The CMS rule requires states to first try to renew people automatically — a policy designed to help keep eligible people enrolled during what’s known as the Medicaid “drawdown.” States can do so by checking data sources, such as whether a Medicaid recipient is enrolled in other public assistance programs for food and housing, or by checking federal and state income tax information. the income. If that doesn’t work, states must send an enrollee a renewal form to request additional information. Likens said he never had one.
All states do automatic renewals for at least some enrollees. However, states are generally behind such renewals for some beneficiaries, including seniors and people with disabilities, increasing the risk that someone could lose coverage when they shouldn’t, said Joan Alker, executive director of the Georgetown University Center for Children and Families.
“Given the high level of procedural terminations, there are undoubtedly people who are eligible in another category but have fallen through the cracks,” Alker said.
After Likens was told to reapply for Medicaid, technological errors in Kentucky’s online system kept the application in limbo until his benefits ran out in June, Stewart said. The state contracts with Deloitte to operate its eligibility system; a company spokesman declined to comment.
In early July, after spending hours on the phone, Medicaid officials said Likens’ coverage had been reapproved. But it does not show up in the computer systems for Likens providers for days. On July 10, he received an electronic portal message from a nurse at Pikeville Medical Center saying his insurance was listed as inactive, and his surgery might be delayed because of it.

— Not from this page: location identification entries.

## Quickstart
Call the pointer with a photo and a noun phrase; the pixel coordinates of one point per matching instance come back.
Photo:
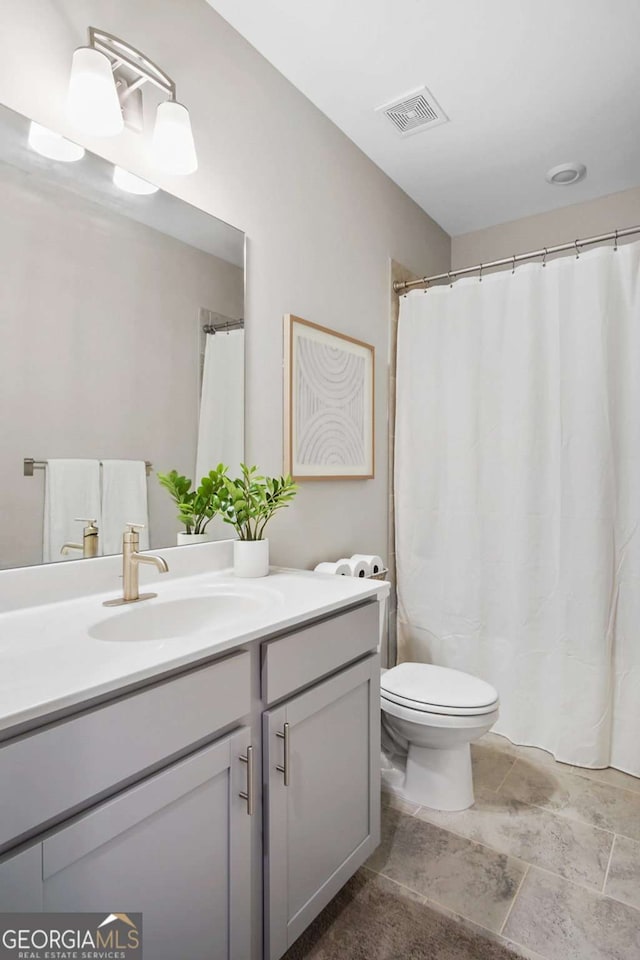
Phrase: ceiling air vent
(414, 112)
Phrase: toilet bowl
(430, 717)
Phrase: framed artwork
(328, 403)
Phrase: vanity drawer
(46, 774)
(304, 657)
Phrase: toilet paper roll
(341, 568)
(374, 564)
(356, 567)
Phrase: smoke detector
(414, 112)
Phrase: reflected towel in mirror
(72, 490)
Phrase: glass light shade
(172, 144)
(92, 101)
(132, 184)
(53, 145)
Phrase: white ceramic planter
(251, 558)
(190, 538)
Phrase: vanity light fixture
(131, 184)
(53, 145)
(105, 92)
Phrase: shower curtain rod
(223, 325)
(401, 285)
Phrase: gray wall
(322, 221)
(99, 347)
(547, 229)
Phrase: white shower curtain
(221, 423)
(517, 478)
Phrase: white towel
(372, 562)
(341, 569)
(221, 426)
(72, 489)
(124, 500)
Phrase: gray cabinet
(175, 848)
(21, 882)
(322, 797)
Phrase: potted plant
(196, 507)
(247, 503)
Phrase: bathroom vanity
(223, 782)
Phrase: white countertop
(49, 661)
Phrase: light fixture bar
(119, 52)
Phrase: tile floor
(547, 861)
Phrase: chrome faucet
(131, 559)
(90, 546)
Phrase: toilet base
(440, 779)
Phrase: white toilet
(430, 717)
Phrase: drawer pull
(285, 767)
(249, 796)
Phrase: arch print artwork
(329, 389)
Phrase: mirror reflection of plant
(196, 507)
(248, 502)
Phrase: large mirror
(121, 342)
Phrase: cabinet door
(176, 848)
(324, 821)
(21, 882)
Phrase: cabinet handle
(249, 796)
(285, 768)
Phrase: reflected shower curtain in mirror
(517, 491)
(221, 424)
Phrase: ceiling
(526, 84)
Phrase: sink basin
(172, 619)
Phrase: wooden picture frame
(329, 381)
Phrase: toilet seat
(423, 688)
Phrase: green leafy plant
(196, 507)
(248, 502)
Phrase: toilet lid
(423, 686)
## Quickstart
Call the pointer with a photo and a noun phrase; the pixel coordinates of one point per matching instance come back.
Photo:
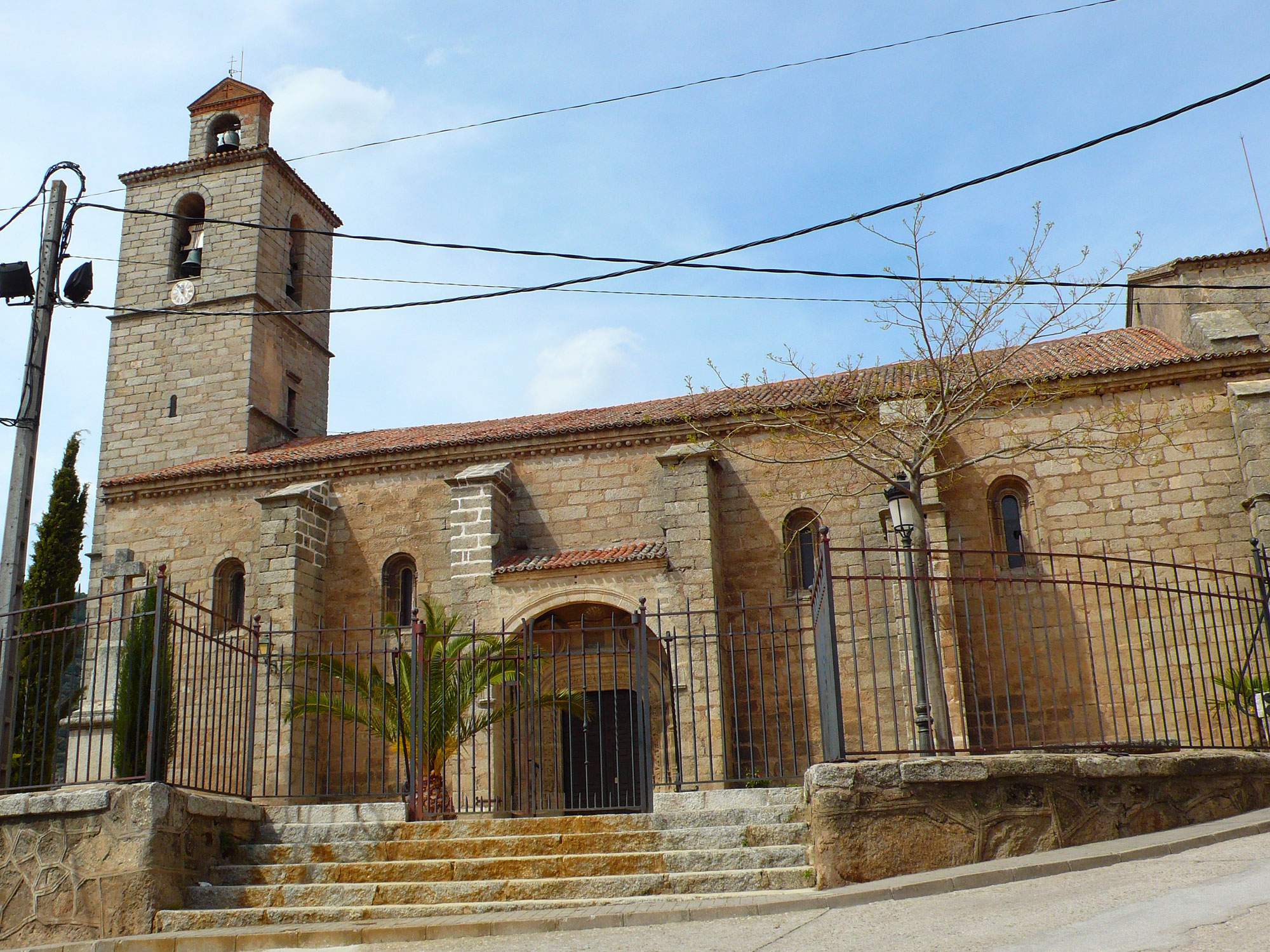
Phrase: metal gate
(542, 719)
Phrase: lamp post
(904, 520)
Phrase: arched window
(295, 258)
(187, 238)
(224, 134)
(229, 596)
(399, 582)
(1009, 502)
(802, 529)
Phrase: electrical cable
(680, 86)
(797, 233)
(1118, 303)
(705, 82)
(614, 260)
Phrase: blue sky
(660, 177)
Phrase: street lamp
(904, 520)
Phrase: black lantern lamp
(904, 520)
(79, 286)
(904, 510)
(16, 281)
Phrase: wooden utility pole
(22, 482)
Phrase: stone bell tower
(214, 345)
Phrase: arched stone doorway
(596, 762)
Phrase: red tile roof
(236, 158)
(578, 558)
(1122, 350)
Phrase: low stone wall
(876, 819)
(100, 863)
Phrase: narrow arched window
(802, 527)
(295, 274)
(187, 239)
(1009, 502)
(399, 586)
(229, 596)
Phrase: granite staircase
(356, 863)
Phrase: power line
(705, 82)
(675, 88)
(810, 229)
(614, 260)
(725, 298)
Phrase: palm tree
(1240, 691)
(455, 673)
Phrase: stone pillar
(481, 519)
(690, 519)
(91, 738)
(295, 527)
(1250, 412)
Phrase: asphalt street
(1213, 898)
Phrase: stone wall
(100, 863)
(1206, 319)
(878, 819)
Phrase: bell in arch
(192, 265)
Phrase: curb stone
(661, 911)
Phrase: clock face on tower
(182, 293)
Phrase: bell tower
(219, 340)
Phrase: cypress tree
(49, 630)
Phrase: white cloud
(585, 370)
(322, 109)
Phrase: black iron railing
(596, 711)
(1074, 651)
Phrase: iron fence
(70, 680)
(543, 717)
(891, 654)
(1069, 652)
(739, 694)
(130, 686)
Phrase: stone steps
(528, 868)
(382, 893)
(732, 837)
(191, 920)
(355, 831)
(355, 863)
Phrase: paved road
(1215, 898)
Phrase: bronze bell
(194, 265)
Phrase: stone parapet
(878, 819)
(101, 863)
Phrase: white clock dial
(182, 293)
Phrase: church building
(217, 459)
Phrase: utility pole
(22, 482)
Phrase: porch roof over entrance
(581, 558)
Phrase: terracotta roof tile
(578, 558)
(234, 158)
(1122, 350)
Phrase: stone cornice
(1216, 367)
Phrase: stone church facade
(217, 461)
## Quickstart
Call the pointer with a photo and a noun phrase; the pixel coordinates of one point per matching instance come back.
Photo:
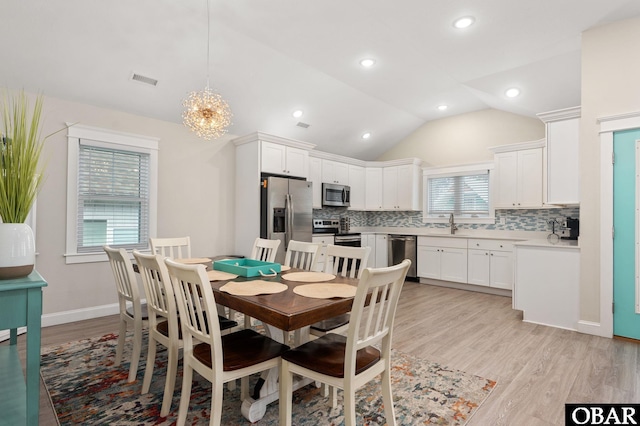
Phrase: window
(463, 191)
(111, 193)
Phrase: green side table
(20, 305)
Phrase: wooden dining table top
(285, 310)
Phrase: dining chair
(164, 327)
(265, 250)
(132, 312)
(301, 255)
(348, 362)
(217, 358)
(347, 262)
(176, 247)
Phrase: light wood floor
(538, 368)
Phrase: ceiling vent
(144, 79)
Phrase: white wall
(465, 138)
(610, 86)
(195, 197)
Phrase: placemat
(253, 288)
(216, 275)
(325, 290)
(308, 277)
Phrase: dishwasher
(403, 247)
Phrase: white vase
(17, 250)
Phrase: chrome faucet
(454, 227)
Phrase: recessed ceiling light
(464, 22)
(367, 62)
(512, 92)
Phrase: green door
(626, 322)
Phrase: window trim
(78, 134)
(467, 169)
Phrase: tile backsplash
(515, 220)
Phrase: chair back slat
(175, 248)
(196, 306)
(384, 286)
(346, 261)
(301, 255)
(265, 250)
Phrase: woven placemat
(308, 277)
(325, 290)
(253, 288)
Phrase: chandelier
(206, 113)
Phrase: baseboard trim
(593, 328)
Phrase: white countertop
(524, 238)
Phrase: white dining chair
(164, 327)
(219, 359)
(175, 247)
(132, 312)
(346, 262)
(349, 362)
(265, 250)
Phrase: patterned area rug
(86, 388)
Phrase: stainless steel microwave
(335, 195)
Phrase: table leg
(253, 409)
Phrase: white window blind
(465, 195)
(113, 198)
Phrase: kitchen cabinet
(373, 188)
(357, 184)
(323, 240)
(284, 160)
(315, 176)
(335, 172)
(518, 181)
(490, 263)
(546, 287)
(562, 172)
(381, 251)
(400, 189)
(442, 258)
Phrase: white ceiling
(269, 58)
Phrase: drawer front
(494, 245)
(442, 242)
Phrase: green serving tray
(247, 267)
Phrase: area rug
(86, 388)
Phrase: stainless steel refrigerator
(287, 211)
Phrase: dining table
(281, 313)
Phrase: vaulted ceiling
(269, 58)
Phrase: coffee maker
(573, 225)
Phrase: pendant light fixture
(206, 113)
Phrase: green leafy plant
(20, 175)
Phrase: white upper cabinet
(563, 136)
(284, 160)
(335, 172)
(518, 175)
(315, 176)
(357, 184)
(401, 187)
(373, 188)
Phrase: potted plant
(20, 179)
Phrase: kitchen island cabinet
(546, 287)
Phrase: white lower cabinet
(324, 240)
(490, 263)
(442, 258)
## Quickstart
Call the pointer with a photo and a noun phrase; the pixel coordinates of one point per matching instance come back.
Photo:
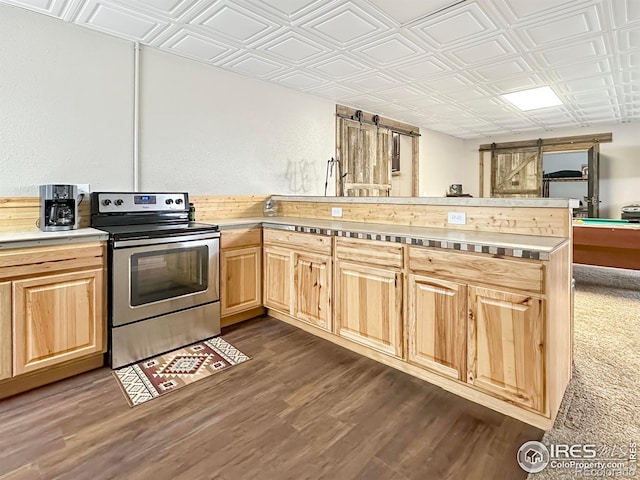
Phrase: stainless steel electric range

Likens responded that the state said she was “definitely approved for coverage,” and that her updated eligibility status “should be back to active soon.” After constant calls, Stewart said, his Medicaid reinstatement came in mid-July and he operated on July 17.
Likens was reinstated because his income was quite low. Kentucky expanded Medicaid under the Affordable Care Act, which in 2023 means a single adult without children must earn less than $20,120 a year to qualify. But she worries about others who “aren’t as lucky as I am.”
“It’s not fair for any Kentuckian to have to go without health care,” he said.